Brexit: Macron says France ‘will never abandon Ireland’
French president says EU cannot be held as a hostage to ongoing UK political crisis
French president Emmanuel Macron has said the European Union “cannot be a hostage” to Brexit and warned that an extension of the Brexit deadline beyond April 12th “is not automatic”.
Mr Macron’s tone was more strident than Taoiseach Leo Varadkar’s when they met at the Élysée Palace in Paris on Tuesday to prepare for the April 10th meeting of the European Council.
“Our priority must be the smooth functioning of the EU and of the single market,” Mr Macron said. “The EU cannot be the long-term hostage of the political crisis in the UK… We cannot spend the coming months resolving the modalities of our divorce and settling the past.”
Mr Macron expressed “the unity and solidarity of the 27 EU countries” with Ireland.
“I fully measure the extraordinary difficulty that this situation creates for Ireland,” he added. “We will never abandon Ireland and the Irish, no matter what happens. This solidarity is the very meaning of the European project.”
Both leaders noted that as things stand, the UK is scheduled to leave the EU without an agreement on April 12th.
The Taoiseach’s entourage said media have overplayed the idea that Ireland is under pressure to begin preparations for Border checks in the event of a no-deal Brexit.

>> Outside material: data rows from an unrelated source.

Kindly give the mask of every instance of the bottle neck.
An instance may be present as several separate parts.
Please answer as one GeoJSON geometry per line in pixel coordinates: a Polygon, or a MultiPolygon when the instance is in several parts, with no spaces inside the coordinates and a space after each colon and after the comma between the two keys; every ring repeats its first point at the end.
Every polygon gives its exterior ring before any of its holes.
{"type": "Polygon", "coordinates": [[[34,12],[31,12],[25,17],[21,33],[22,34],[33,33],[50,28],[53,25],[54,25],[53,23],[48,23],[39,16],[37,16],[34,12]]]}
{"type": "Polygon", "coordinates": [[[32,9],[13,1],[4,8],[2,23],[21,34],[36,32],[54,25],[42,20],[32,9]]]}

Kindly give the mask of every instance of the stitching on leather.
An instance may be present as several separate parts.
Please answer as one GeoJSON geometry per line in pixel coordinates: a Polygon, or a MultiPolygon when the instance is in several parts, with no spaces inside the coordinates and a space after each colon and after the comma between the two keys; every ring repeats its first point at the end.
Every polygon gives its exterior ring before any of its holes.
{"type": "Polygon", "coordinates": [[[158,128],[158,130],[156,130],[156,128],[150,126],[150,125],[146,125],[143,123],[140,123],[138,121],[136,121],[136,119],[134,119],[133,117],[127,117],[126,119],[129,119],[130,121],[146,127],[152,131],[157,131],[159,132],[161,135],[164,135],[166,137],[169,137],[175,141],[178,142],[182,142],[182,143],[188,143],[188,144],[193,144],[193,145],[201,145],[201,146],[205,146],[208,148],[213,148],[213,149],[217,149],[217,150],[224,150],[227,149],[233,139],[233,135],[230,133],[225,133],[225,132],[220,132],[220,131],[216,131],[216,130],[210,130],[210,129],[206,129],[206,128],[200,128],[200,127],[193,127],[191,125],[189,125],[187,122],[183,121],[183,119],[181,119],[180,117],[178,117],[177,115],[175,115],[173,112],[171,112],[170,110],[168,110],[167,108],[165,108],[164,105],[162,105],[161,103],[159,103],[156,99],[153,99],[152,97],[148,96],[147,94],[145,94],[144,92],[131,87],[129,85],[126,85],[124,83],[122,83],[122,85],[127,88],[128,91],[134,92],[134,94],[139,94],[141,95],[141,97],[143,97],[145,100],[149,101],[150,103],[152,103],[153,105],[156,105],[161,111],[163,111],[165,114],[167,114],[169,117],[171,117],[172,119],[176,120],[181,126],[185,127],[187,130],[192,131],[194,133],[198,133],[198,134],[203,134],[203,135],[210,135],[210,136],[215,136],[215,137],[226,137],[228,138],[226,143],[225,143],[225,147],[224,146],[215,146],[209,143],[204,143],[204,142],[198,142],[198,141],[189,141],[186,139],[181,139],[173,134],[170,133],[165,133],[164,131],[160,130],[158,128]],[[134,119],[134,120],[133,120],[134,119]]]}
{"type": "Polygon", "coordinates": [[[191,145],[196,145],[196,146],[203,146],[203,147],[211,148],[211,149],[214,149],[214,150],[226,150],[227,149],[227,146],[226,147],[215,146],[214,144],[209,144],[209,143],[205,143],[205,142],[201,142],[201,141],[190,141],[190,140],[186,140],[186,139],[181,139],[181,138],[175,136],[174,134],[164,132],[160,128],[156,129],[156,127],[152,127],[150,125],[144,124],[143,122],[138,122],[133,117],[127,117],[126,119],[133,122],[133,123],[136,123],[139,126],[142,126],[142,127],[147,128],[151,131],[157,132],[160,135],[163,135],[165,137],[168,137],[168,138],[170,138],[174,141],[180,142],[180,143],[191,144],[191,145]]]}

There is talk in Brussels of “de-dramatised” checks that would take place away from the Border.
Mr Varadkar said he was the one who brought the question of Border checks up with Mr Macron. He stressed Ireland’s commitment to the Belfast Agreement and to the preservation of the single market and customs union in equal measure.
“You should never forget that it is in our interest to protect the single market and the customs union,” Mr Varadkar said. “In the unlikely event we have no deal and the UK were to do trade deals with the US or China and we had chlorinated chicken or hormone beef...the last thing we would want is that coming south of the Border into the Republic of Ireland, and we certainly wouldn’t want it getting through the Republic of Ireland into the EU...
‘A real difficulty’
“But we want to make sure that doesn’t involve any physical infrastructure between Ireland and Northern Ireland, and that’s a real difficulty,” the Taoiseach continued.
“Some things we know can be done electronically, like the collection of taxes and tariffs. Other things we know can’t. Physical inspections, animal inspections have to be done somewhere. And the backstop proposes that they be done at the ports, the ports in Northern Ireland. That is the right and best place for them.”
The French president sounded irritated when he said: “If the UK is not capable, nearly three years after the referendum, of proposing a solution which has the support of a majority, it will have de facto chosen a no-deal Brexit. We cannot avoid failure for them.”
Though Macron and Varadkar spoke of their similar predicaments as the UK’s two closest neighbours, Mr Macron appeared more reluctant to grant the UK an extension to when it leaves the EU.
“There is nothing obvious or automatic about a long extension, which would imply UK participation in European elections and in EU institutions. I repeat that forcefully,” Mr Macron said.
Mr Varadkar also cautioned that an extension could not be a “recipe for further indecision”. Any request “would have to have a purpose and there would have to be conditions attached”.